Bi kere gözlerimin beyazında kan bombaları patlamışken…beynim uyuşup, içine damlayan ağrıların pıhtılarına boğuyorken bütün güzel fikirleri…bok kokan bir banyonun iğrendiren loşluğunda…aynaya takılıp kaldım…benimmiydi bu yüz..bu beden… bu gözünün içinde türlü çaresizlikler gezdiren…ben öylece kaldım, lavabonun beş küçük delikten ibaret giderine kusamadan…aynadaki görüntüm kaldırdı çenesini…tükürüp yüzüme..anlattı kendimden bile gizlediklerimi….
Bir tramvayın süslü kuyruğuna takıldı dün gece çocukluğum… çocukluğumun köylerinde tramvaysız hayalleri sürüyordum sabanlarına kimsesizliğin… birkaç kuğu yakaladı zaman boynundan… ne kadar çirkinleşebildiklerine şaşarsınız, söz konusu hayatları olduğunda kuğuların… bu günler biriktiriyorken okuduğum bütün dahilerin camekanlarda gizledikleri aforizmalarında; her hangi bir manası kalmıyor, envai sayıda çiçek kokan yarınların…
Bir rüzgâr yakalamalı şimdi tam da… bir rüzgâr şöyle orta yerinden… orta yerime basıp, bütün yaralarımı dağlasın diye belki… onca belki bıraktım gecelerinde Alsancağın… geceden kalma sabaha hasret sokaklarında; ziyan edilmiş kumrulara basmamaktı bütün derdimiz oysa…
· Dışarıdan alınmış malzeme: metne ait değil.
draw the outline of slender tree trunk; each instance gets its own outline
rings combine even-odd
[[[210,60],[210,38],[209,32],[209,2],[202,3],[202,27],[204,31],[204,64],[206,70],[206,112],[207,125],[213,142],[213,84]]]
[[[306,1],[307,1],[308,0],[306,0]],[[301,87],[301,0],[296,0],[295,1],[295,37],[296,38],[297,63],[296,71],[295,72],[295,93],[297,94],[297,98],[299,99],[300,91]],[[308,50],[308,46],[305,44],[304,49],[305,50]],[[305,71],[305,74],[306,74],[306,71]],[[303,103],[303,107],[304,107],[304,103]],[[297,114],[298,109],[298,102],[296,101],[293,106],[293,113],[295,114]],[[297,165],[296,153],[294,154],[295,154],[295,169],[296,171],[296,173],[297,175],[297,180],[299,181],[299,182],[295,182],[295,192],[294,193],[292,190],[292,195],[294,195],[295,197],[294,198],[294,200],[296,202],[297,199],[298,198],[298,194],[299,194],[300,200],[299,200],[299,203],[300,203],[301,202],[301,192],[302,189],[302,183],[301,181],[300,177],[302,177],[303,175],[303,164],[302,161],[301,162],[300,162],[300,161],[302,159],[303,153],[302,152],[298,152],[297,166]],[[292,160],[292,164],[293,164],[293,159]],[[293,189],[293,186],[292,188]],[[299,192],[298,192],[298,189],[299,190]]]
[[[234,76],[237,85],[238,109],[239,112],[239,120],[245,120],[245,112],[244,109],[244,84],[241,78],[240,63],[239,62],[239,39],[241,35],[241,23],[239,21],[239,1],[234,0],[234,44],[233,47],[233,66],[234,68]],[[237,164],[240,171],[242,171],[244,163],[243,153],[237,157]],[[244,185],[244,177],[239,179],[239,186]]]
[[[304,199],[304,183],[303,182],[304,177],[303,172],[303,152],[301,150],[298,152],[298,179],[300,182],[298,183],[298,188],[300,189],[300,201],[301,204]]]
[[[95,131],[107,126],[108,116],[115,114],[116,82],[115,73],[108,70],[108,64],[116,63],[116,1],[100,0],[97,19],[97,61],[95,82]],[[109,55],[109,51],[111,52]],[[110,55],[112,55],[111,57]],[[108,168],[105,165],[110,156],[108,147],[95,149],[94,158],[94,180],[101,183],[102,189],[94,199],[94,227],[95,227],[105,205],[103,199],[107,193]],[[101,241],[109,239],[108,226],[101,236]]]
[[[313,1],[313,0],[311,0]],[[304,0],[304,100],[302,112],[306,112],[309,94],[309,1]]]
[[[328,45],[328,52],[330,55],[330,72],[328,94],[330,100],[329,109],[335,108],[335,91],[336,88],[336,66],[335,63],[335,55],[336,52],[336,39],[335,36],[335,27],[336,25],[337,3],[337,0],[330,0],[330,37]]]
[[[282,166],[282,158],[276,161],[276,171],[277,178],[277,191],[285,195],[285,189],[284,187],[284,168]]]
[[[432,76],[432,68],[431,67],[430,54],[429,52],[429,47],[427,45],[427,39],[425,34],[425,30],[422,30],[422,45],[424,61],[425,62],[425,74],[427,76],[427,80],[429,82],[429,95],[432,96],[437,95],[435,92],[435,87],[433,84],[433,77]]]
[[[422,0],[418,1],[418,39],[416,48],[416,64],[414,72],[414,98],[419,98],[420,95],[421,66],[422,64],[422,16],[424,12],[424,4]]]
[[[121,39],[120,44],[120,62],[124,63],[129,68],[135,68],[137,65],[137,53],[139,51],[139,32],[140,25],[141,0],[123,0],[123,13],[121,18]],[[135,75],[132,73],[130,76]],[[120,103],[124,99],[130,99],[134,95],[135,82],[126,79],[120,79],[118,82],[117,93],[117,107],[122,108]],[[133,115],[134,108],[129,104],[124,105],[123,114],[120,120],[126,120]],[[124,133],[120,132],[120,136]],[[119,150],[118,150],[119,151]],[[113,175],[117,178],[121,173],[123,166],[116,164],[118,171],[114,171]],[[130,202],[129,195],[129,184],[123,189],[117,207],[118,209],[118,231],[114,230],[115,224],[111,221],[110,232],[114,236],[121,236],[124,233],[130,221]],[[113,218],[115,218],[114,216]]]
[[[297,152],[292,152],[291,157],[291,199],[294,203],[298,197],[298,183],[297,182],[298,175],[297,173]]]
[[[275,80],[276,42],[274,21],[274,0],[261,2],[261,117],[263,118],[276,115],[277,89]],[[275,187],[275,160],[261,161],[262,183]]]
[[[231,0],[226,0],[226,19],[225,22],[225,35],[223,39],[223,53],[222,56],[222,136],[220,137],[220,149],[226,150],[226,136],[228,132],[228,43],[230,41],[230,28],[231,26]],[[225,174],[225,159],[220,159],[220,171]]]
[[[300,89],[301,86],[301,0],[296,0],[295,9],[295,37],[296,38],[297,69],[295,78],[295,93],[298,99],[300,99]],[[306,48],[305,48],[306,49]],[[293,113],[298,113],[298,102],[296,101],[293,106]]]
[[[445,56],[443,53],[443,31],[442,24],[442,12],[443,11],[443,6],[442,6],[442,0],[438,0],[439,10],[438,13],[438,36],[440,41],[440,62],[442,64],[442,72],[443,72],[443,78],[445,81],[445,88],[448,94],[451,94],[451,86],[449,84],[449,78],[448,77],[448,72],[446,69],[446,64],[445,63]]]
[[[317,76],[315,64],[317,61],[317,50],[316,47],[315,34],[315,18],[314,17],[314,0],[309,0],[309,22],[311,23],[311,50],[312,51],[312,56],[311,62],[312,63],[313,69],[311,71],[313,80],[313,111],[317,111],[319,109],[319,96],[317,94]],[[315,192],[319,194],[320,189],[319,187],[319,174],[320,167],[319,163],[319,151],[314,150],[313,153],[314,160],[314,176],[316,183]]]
Oysa birkaç kelimeyle anlatmaktan başka derdimiz yoktu aslında bütün dertlerimizi… ne kadar samimiysek o kadar alay edildi suretimizle… ne denli açsak yüreklerimizi, kapandı göz bebeklerimiz sırtımızdan giren hançerlerin derin zehriyle… önceliğimiz düşlerimizdi hep, düşerken birer ikişer; kar kokusuna böylesine hasret duyacağımızı nerden bilebilirdik…
Zaman şimdi bıçaklarını bilemiş sinsi bir katil az ileride… bütün tuzakların yontusunda sekerek kaçan bir ömür… nefes nefese tüketilmiş birkaç sohbet, anlamsız anlık bi iki bakışma… gözlerin bilmediği gözlerde aradığı nedir ki? Ya da bunca gözün obur açlığı… doyumsuzluğu sevi yağmurlarında ıslanan ruhların… o zaman hadi ırzına geçelim bütün bu sonbaharların…
Körkütük bir yağmurun altında… kedi yavrusunu andıran fahişeler… üçüncü sınıf bir kederin paslı glikozunda kıvranırlar… hiç bi panzehir, dildeki zehrin organlarını çürütmesine mani olamaz… hala kalkıp giden ben miydim? Yoksa aynadaki aksim mi bilemedim… o kadar çok bilinmeyenli bir hikâyenin acıtan ellerine düştüm şimdi…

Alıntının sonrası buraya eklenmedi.